We have carefully weighed the evidence bearing on the question of fraud, together with the nineteen reasons urged by the *213learned counsel of the defendant upon that branch of the case. But bearing in mind that fraud is to be proved and not presumed, our opinion is, that while many of the facts are more or less consistent with the defendant’s theory, the more significant and leading facts are consistent with an honest intention on the part of the insolvent Mayfield Slate Company, to prefer its main creditors, rather than to delay or hinder others. The sale having taken place prior to the time when the insolvent act took effect, the Mayfield Slate Company had a legal right to prefer creditors. Sargent v. Webster, 13 Met. 503. Neither do we see how it could do otherwise; for their real estate was under mortgage, and both real and personal, were under attachment to the amount of fifteen thousand dollars, at the suit of the Auburn Savings Bank. They could not continue business ; they failed to raise money on their bonds; and the only alternative was to sell out for what the property would bring, and pay off the debts so far as the property would go, and close up. This the corporation had a right to do, and could sell to another corporation having the same officers. Treadwell v. Salisbury M'f’g Co. 7 Gray, 405 ; Sargent v. Webster, supra. There is no evidence that the property was not sold for its full value, and the proceeds applied to the payment of its debts, so far as it went.

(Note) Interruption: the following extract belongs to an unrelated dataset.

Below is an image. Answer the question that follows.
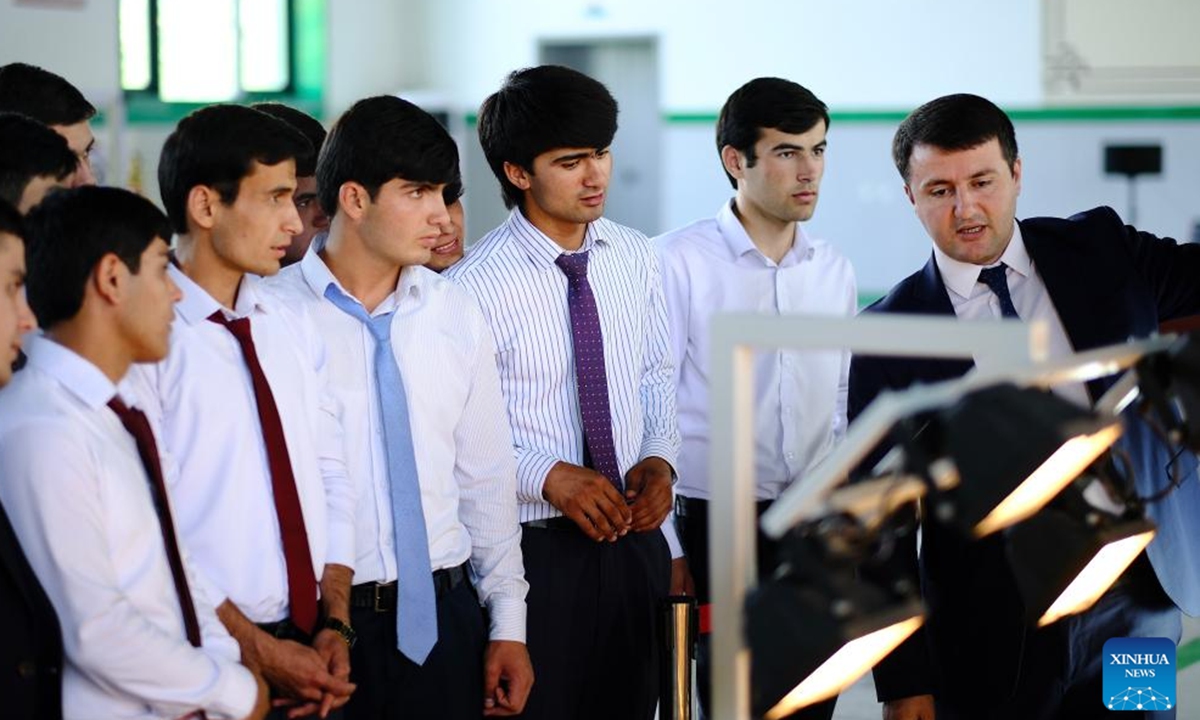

When this action was commenced, the-plaintiff had no title to the mantels purchased of the Mayfield Slate Company, by Tibbetts, on August 3, 1875, and by him sold to the company on March 6, 1876. And as to those, this action cannot be maintained. But if the sale by the company to Tibbetts was bona fide as to the attaching creditors, the defendants can have no judgment for a return. As to the other mantels, there must be,

Judgment for the plaintiff, for all the property replevied, except the mantels purchased of the Mayfield Slate Company, by Tibbetts, on August 3, 1875.

Appleton, C. J., Walton, Daneorth, Peters and Libbey,, JJ., concurred. Barrows, J., did not concur.